Fallout 3 Magazine Preview

UK magazine Xbox World 360 is one of the chosen who have had a chance to play Fallout 3 for a bit. NMA offers a transcribed bit and some info tidbits.

“You can definitely play it just as an FPS if that’s your thing, though it’s certainly going to be a lot harder,” says Todd, describing how the VATS systems fits in. “We’ve had a focus test to see how well our tutorials were working, and in the initial run-through we forgot to tutorial VATS. People were playing without even knowing it existed and they just played it as a first-person shooter. That’s reassuring.”

“The initial design for VATS was the following pitch I made to people: “I don’t know how it starts, but the end of it looks like Burnout’s Crash Mode, but with body parts,” Todd explains, with a gigantic grin. “We wanted them to be able to go into a room and go boom, boom, boom, boom and see views of their character blowing guys away from crazy angles.”

Even before building the world and characters, the very first build of the game was named the Guns Build, built to make sure guns felt heavy and powerful. Then followed the Destruction Build to work out what happens when bullets hit things and people. Finally came a dedicated Combat Build, where the dummies from the destruction build fought back.

Even once the guns were suitably beefed up and noisy, the team faced tough decisions about just how much the RPG-levelling elements should play into the action. As Todd explains, “We struggled for a long time with how shooting would work in a role-playing game. How good am I at shooting and how good is the guy on the screen at shooting?” Bethesda settled on a system where your level considerably affects damage but only marginally affects accuracy.

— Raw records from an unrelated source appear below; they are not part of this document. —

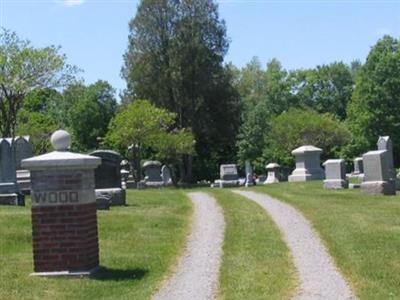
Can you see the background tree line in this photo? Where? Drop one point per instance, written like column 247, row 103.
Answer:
column 198, row 111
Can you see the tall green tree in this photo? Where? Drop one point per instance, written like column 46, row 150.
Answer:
column 141, row 127
column 374, row 108
column 266, row 94
column 298, row 127
column 175, row 59
column 326, row 89
column 23, row 69
column 35, row 119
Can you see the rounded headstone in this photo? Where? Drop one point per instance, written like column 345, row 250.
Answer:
column 61, row 140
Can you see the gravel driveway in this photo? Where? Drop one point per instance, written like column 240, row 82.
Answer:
column 197, row 273
column 319, row 278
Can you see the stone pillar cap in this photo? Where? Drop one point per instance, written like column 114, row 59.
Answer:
column 374, row 152
column 152, row 163
column 333, row 161
column 305, row 149
column 61, row 158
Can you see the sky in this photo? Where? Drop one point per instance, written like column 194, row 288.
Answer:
column 300, row 34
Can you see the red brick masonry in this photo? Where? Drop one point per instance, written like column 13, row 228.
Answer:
column 65, row 238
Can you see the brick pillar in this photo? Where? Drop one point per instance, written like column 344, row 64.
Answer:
column 64, row 219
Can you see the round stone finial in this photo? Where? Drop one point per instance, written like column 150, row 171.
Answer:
column 61, row 140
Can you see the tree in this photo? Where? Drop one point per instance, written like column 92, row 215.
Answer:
column 271, row 91
column 94, row 107
column 145, row 128
column 174, row 59
column 298, row 127
column 23, row 69
column 326, row 89
column 374, row 108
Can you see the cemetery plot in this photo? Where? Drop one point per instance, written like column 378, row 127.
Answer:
column 360, row 232
column 139, row 243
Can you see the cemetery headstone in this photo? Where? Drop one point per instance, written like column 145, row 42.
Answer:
column 358, row 166
column 125, row 171
column 335, row 174
column 385, row 143
column 228, row 176
column 166, row 175
column 307, row 164
column 376, row 173
column 108, row 178
column 152, row 172
column 23, row 150
column 273, row 170
column 10, row 193
column 64, row 219
column 249, row 174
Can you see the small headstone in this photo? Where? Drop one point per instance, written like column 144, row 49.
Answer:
column 152, row 172
column 377, row 179
column 261, row 178
column 335, row 174
column 166, row 175
column 64, row 219
column 307, row 164
column 273, row 170
column 358, row 166
column 108, row 177
column 10, row 193
column 249, row 174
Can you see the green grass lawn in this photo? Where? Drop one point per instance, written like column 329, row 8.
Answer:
column 139, row 244
column 361, row 232
column 256, row 262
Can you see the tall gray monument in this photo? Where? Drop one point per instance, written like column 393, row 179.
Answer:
column 273, row 170
column 10, row 193
column 307, row 164
column 376, row 174
column 335, row 174
column 108, row 178
column 152, row 173
column 166, row 175
column 385, row 143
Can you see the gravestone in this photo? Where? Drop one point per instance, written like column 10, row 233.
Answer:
column 108, row 178
column 125, row 171
column 249, row 174
column 273, row 170
column 10, row 193
column 358, row 166
column 261, row 178
column 23, row 150
column 376, row 174
column 335, row 174
column 152, row 174
column 307, row 164
column 228, row 176
column 385, row 143
column 166, row 175
column 64, row 219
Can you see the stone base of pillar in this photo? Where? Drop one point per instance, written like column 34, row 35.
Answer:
column 12, row 199
column 333, row 184
column 378, row 188
column 66, row 273
column 117, row 196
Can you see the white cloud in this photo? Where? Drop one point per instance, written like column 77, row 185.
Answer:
column 71, row 2
column 383, row 31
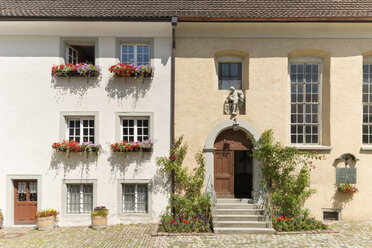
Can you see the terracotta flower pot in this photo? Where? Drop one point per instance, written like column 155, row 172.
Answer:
column 45, row 223
column 99, row 222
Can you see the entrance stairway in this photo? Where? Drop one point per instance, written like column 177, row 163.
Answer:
column 239, row 216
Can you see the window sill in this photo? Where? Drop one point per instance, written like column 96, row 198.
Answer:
column 366, row 148
column 312, row 147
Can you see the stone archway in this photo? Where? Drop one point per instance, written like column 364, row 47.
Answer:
column 209, row 150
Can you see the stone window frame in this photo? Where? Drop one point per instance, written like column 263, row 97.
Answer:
column 120, row 212
column 309, row 60
column 9, row 211
column 133, row 41
column 120, row 115
column 65, row 182
column 66, row 115
column 65, row 41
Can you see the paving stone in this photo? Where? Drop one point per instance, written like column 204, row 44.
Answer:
column 356, row 234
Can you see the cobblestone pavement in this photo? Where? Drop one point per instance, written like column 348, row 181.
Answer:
column 351, row 234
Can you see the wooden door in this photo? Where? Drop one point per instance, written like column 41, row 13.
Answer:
column 25, row 201
column 224, row 173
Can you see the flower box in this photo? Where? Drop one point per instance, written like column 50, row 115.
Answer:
column 78, row 70
column 124, row 71
column 99, row 217
column 73, row 146
column 128, row 146
column 46, row 219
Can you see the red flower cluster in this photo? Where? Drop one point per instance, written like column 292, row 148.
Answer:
column 70, row 145
column 173, row 157
column 283, row 218
column 183, row 220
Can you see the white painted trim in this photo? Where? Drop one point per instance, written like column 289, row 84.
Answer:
column 9, row 213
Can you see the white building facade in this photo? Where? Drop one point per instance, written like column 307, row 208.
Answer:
column 38, row 109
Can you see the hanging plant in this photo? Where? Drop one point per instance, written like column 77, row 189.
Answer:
column 81, row 69
column 128, row 146
column 347, row 188
column 73, row 146
column 125, row 71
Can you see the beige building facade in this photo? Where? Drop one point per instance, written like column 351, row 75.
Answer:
column 335, row 60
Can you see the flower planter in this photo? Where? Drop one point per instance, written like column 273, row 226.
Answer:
column 76, row 74
column 45, row 223
column 99, row 222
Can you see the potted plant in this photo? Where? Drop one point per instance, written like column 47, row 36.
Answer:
column 1, row 218
column 123, row 70
column 347, row 188
column 80, row 69
column 128, row 146
column 46, row 219
column 99, row 217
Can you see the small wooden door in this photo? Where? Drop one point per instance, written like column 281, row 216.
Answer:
column 224, row 173
column 25, row 201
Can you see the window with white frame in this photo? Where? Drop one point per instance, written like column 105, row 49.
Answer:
column 135, row 128
column 80, row 129
column 305, row 102
column 135, row 54
column 367, row 102
column 79, row 198
column 134, row 198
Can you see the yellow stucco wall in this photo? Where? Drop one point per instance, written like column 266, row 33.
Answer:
column 199, row 103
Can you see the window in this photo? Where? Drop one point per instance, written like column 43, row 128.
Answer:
column 136, row 54
column 367, row 104
column 80, row 129
column 229, row 74
column 305, row 104
column 79, row 198
column 135, row 198
column 135, row 129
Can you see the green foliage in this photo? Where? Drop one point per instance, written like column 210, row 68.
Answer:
column 188, row 201
column 297, row 224
column 286, row 173
column 168, row 224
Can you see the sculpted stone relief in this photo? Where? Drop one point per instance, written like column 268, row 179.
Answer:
column 233, row 102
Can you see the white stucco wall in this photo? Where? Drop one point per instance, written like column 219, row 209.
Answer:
column 31, row 101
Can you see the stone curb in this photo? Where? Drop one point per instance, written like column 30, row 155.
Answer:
column 308, row 232
column 155, row 233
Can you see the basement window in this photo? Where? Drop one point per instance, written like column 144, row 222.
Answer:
column 331, row 214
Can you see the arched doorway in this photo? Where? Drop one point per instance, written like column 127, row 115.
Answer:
column 233, row 165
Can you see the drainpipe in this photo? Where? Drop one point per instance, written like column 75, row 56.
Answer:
column 172, row 97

At low levels your bullet spread is larger than you’d find in a regular first-person shoot-’em-up, but as you grow, your accuracy will sharpen and your death-dealing power will increase.

Fallout 3 is about the little details, and they’re everywhere. While much of Oblivion was generated procedurally using software designed to create a credible landscape, Bethesda’s follow-up is a genuinely hand-made game, where every burned book, ruined home, and story told by the ruins themselves was carefully designed, as Istvan explains: “The art team went cell-by-cell. There’s not a single piece of the game that hasn’t been touched by hand. It’s not procedurally generated – we didn’t want to do that this time. Every rock you see, every tree, was placed by hand.”